I have one question about row partitioning in Teradata while doing physical desining of tables. What are the crieterias to consider when we deicde if a table needs row partitioning or not ? One crieteria is to consider the number of rows in a table. Say if a table will have more than 1 million rows, the table should be partitioned ? Or should we consider the size of table ( number of rows * size of each row) to be the crieteria ? Say if a table is more than 10GB, partitioning should be considered? If we partition a small table, what are the overheads? In all these tables, i am considering a date field to have partition on. That date column is generally used in either '=' or '>=' conditions in queries.
I read through some documentation, but there is no cear cut crieteria given to decide on this. Any detailed material would really help.
People usually use row partitioning to make the most frequent types of queries more efficient. For example, if 90% of all queries only need to look at this month's rows (or any one month's), then it makes sense to partition by month. The Optimizer will recognize that all the rows it needs are in one paritition and won't bother scanning the others. Likewise, if a query wants to compare data between last month and 12 months prior, the Optimizer will know it only needs to scan two partitions.
Partial column partitioning is a similar choice to isolate less-frequently used columns.
Thanks for the reply. As i understand, it totally depends on how we access the table.
So, based on what should we consider to partition or not partition a table i.e number of rows or size of the table ? That's wht my original question was about.
The size of the table (number of rows*size of each row, that's how we calculate it) doesn't have any impact on this ? Should we consider any threshold (say 10GB ) below which we should not consider to partition any table ? Any insights would be helpful. I went through the manuals, but i couldnt get an exact answer tthere ?
For smaller tables, a full table scan would be used if partition is not used. So, would that be not efficient as well as the table is small ? partitioning also increases the row header size and PI-PI joins would also perform slow if PPI is not used in the join condition. So, what is the trade off here ?

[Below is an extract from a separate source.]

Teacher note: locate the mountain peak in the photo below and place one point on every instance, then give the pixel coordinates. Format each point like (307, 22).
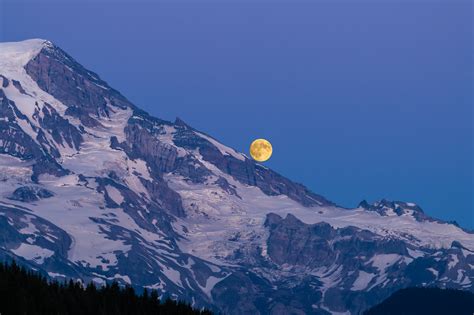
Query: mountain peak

You make a lot of good points, and I know of no formulaic answers, but if there were it would be based on the number of AMPs (or perhaps "T-Cores") in the system. For instance, 10GB may sound small to most of us, but maybe not if there are only 8 AMPs. And yes there are tradeoffs like PI join considerations. Usually when a physical design choice is not obvious in a particular case, people test with the choices available and learn empirically which works best. Sometimes that test even has to be done in production - with careful monitoring of course, and with a fallback plan.